Hoje, a economia brasileira é mais forte, sólida e resiliente do que há alguns anos atrás. Temos condições de superar as dificuldades atuais e avançar na trilha do desenvolvimento.

De fato, a economia brasileira foi fortalecida nos últimos anos. Mas, daí a fazer disso um cenário otimista é um longo caminho, especialmente com toda a turbulência dos últimos dois anos. Um dos pontos que suportam o que a presidente disse é que, primeiramente, as reservas em dólar do Brasil são bastante robustas se comparadas com 12 anos atrás (veja quadro abaixo). E o dólar, como sabemos, está em trajetória de alta diante do real, o que é um fator que gera algum conforto ao Banco Central.

Em segundo lugar, apesar das altas taxas de juros, a taxa referencial Selic encontrou um ponto de estabilização na banda de 10% a 15% nos últimos dez anos, se comparada com os altos patamares de antes.

No entanto, a presidente parece desconsiderar a fraqueza do PIB brasileiro o qual, após anos de crescimento, ficou praticamente estagnado em 2014 — e as previsões para este ano não são boas.

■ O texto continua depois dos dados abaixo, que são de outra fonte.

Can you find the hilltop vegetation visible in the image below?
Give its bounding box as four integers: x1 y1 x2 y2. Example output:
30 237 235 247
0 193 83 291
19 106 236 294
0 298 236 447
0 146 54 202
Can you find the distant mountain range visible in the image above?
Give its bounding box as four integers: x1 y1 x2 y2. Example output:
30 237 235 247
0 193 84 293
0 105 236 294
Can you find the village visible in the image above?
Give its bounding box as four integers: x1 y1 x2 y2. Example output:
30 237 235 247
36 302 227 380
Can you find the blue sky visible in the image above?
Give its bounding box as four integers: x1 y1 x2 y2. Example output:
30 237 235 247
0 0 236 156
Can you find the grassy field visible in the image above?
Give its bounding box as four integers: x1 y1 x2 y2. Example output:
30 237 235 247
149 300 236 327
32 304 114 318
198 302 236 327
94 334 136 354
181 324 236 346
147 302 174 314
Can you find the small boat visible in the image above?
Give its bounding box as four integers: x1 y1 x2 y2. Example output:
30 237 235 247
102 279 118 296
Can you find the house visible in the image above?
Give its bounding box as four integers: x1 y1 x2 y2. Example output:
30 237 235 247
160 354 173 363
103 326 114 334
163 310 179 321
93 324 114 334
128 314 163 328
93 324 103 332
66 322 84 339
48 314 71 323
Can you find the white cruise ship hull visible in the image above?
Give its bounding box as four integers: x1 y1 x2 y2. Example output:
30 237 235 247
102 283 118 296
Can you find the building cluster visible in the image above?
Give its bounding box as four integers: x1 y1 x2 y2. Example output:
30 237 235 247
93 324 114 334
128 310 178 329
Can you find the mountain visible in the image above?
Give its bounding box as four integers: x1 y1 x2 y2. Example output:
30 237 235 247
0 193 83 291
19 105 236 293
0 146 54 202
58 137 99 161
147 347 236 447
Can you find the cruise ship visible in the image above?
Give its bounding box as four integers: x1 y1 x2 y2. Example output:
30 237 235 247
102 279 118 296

A estabilidade econômica, como já dissemos, está condicionada à articulação do Planalto com o Congresso — e as perspectivas não são muito boas. Ainda que não haja solução pronta para a crise, existe consenso entre economistas das mais variadas correntes que, sim, será necessário aumentar impostos para resolver, a curto prazo, o rombo nas contas. O argumento é que o governo não tem como levantar, só com corte de gastos, R$ 70 bilhões para atingir as metas estabelecidas para o ano que vem.

Contando com esse dinheiro, o governo prevê crescimento de 0,2% do PIB para o ano que vem. Sem a aprovação do pacote fiscal, as "condições de superar as dificuldades atuais e avançar na trilha do desenvolvimento", conforme Dilma disse, são exageradamente otimistas.


Esta reportagem foi publicada de acordo com a metodologia anterior do Aos Fatos.